We have a rails app that has been working fine for months. Today we discovered some inconsistencies with leader election. Primarily:
su - "leader_only bundle exec rake db:migrate" webapp
After many hours of trial and error (and dozens of deployments) none of the instances in our dev application run this migration. /usr/bin/leader_only looks for an environment variable that is never set on any instance (the dev app has only one instance).
Setting the application deployment to 1 instance at a time and providing the value that /usr/bin/leader_only expects as an env var works, but not as it has been and should. (Now all instances are leaders so they will fruitlessly run db:migrate and it's 1 at a time, so if we have many instances this will slow us down)
We thought maybe it was due to some issues with the code and/or app, so we rebuilt it. No change.
I even cloned our test application's RDS server and created a new application from a saved configuration, deployed a new git hash, and it never ran db:migrate as well. It attempts to and shows the leader_only line, but it never runs. That rules out code, configuration, artifacts.
Also for what its worth, it never says skipping migrations due to RAILS_SKIP_MIGRATIONS, which has a value of false. This means that it is in fact trying to run db:migrate but isn't due to not being described as the leader.
We have been in talk with the AWS support teams. It seems as though EB leader election is very fragile.
Per the tech:
Also, as explained before(Leader is the first instance in an
auto-scaling group and if it is removed we loose the leader and even
using the leader_only : true in container_commands, db:migrate doesn't
work.)
What happened is that we lost all instances. The leader is elected once, and is passed through instance rotation. If you do not lose all instances, everything is fine.
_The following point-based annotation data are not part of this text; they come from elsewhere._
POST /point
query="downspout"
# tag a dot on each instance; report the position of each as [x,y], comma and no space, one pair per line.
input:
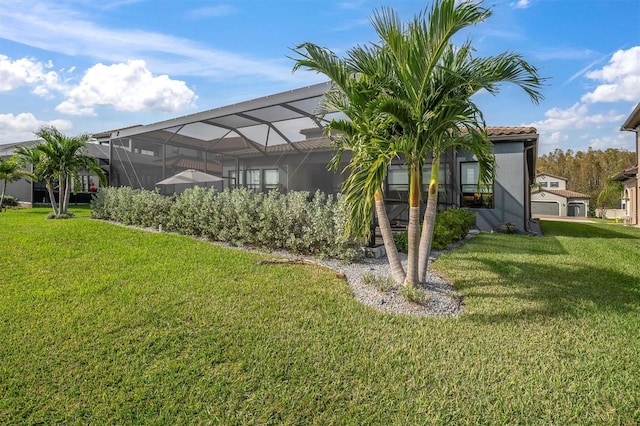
[527,190]
[635,130]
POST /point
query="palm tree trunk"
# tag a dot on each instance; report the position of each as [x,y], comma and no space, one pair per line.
[397,271]
[52,197]
[429,221]
[67,194]
[4,188]
[413,229]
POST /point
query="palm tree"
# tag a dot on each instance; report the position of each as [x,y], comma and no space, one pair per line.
[425,86]
[58,161]
[10,171]
[434,82]
[365,134]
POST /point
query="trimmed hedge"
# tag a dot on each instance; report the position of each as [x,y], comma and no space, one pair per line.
[451,225]
[9,201]
[297,221]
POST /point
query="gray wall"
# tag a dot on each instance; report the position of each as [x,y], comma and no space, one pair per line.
[20,189]
[508,190]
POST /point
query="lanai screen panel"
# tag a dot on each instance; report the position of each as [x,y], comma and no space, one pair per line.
[206,141]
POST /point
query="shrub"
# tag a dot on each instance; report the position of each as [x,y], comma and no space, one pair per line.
[451,225]
[9,201]
[295,221]
[130,206]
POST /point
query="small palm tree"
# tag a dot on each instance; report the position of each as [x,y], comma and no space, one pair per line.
[423,87]
[365,134]
[57,161]
[11,170]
I did not mention a detail. We have many non-production environments, and through elastic beanstalk autoscaling settings, we use timed scaling to set our instance count to 0 at night, and back up to the expected 1-2 amount during the day. We do this for our dev, test, and UAT environments to make sure we dont run at full speed 24/7. Because of this, we lost the leader and never got it back.
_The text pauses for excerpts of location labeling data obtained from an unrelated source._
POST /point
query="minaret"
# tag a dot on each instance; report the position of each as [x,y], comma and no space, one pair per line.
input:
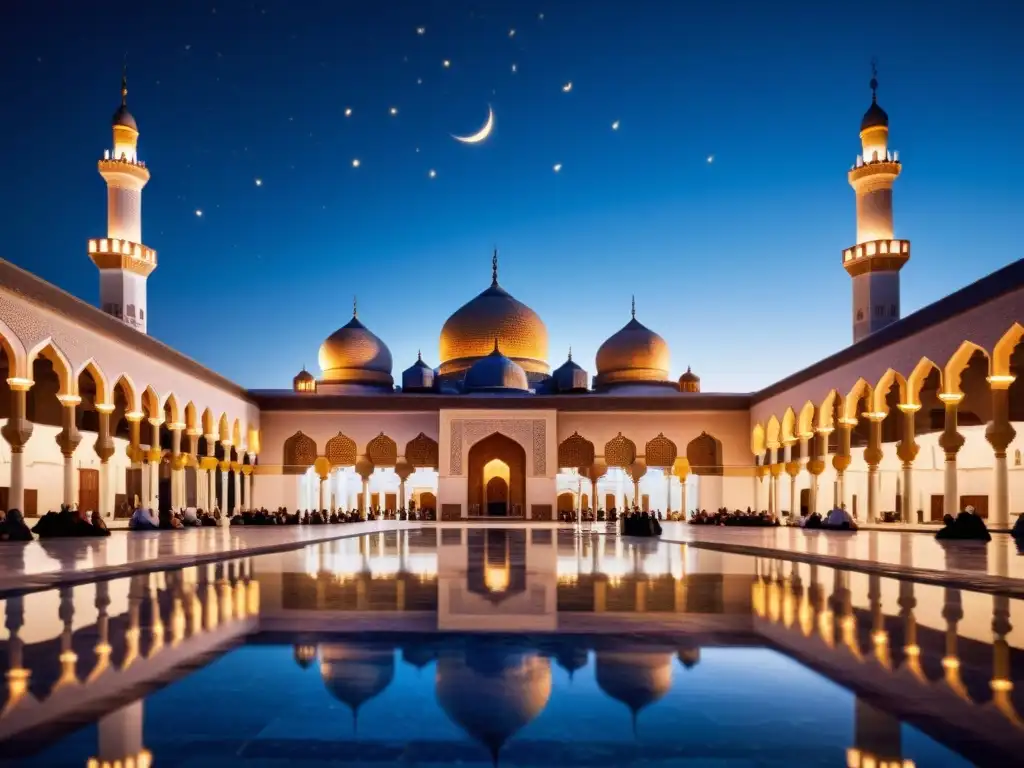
[124,262]
[877,258]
Per the follow up from the tech:
We have a feature request in place to overcome the issue of losing the
leader when very first instance is deleted.
"Elastic Beanstalk uses leader election to determine which instance in
your worker environment queues the periodic task. Each instance
attempts to become leader by writing to a DynamoDB table. The first
instance that succeeds is the leader, and must continue to write to
the table to maintain leader status. If the leader goes out of
service, another instance quickly takes its place."
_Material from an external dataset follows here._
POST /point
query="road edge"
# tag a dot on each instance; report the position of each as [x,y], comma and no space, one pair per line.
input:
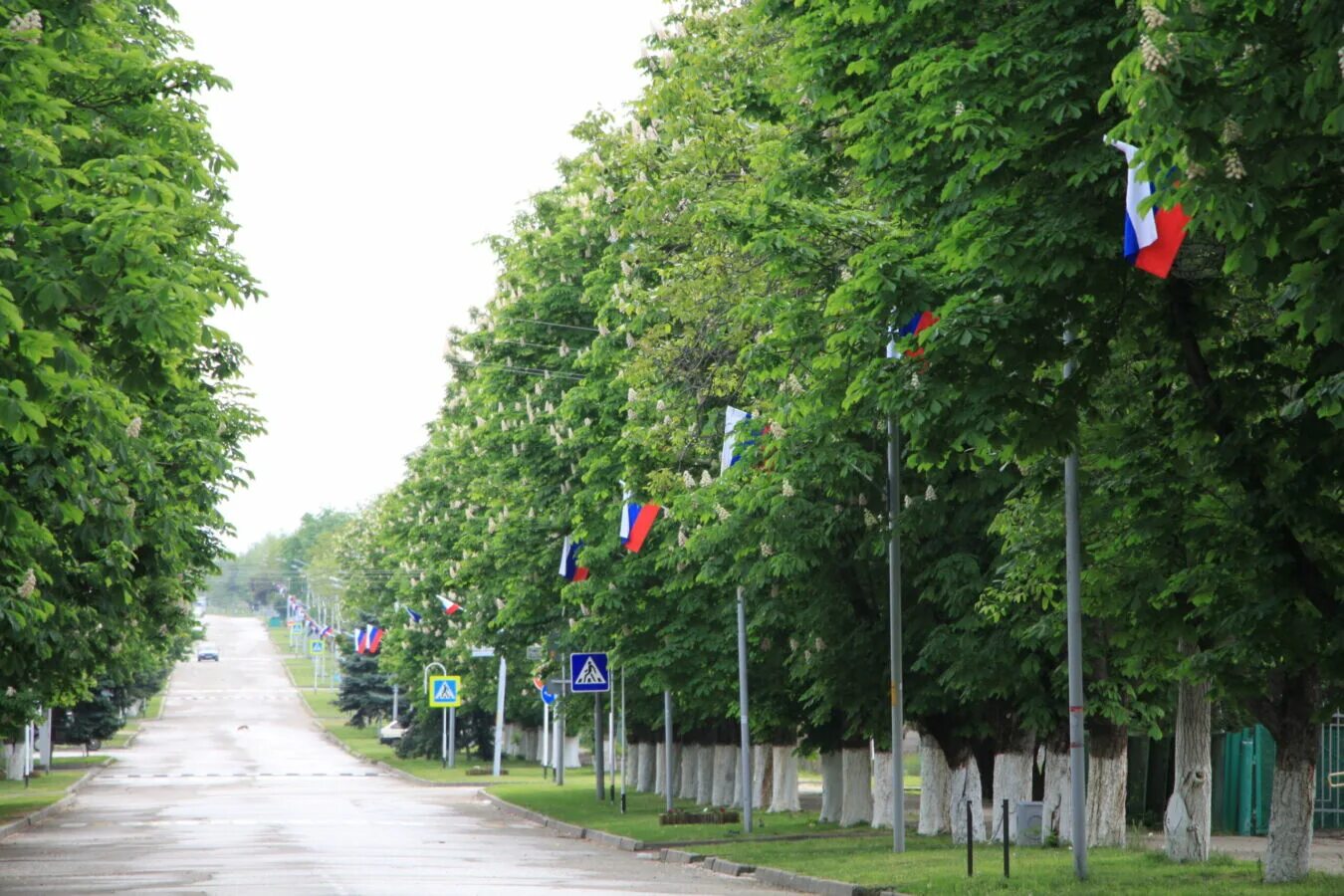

http://docs.aws.amazon.com/elasticbeanstalk/latest/dg/using-features-managing-env-tiers.html#worker-periodictasks
In Elastic Beanstalk, you can run a command into a single "leader" instance. Just create a .ebextensions file that contain container_commands and then deploy it. Make sure you set the leader_only value to true.
For example:
.ebextensions/00_db_migration.config
container_commands:
00_db_migrate:
command: "rake db:migrate"
leader_only: true
The working directory of this command will be your new application.
The leader instance environment variable will be set by Elastic Beanstalk agent while updating time. It will not be exported to normal ssh shell.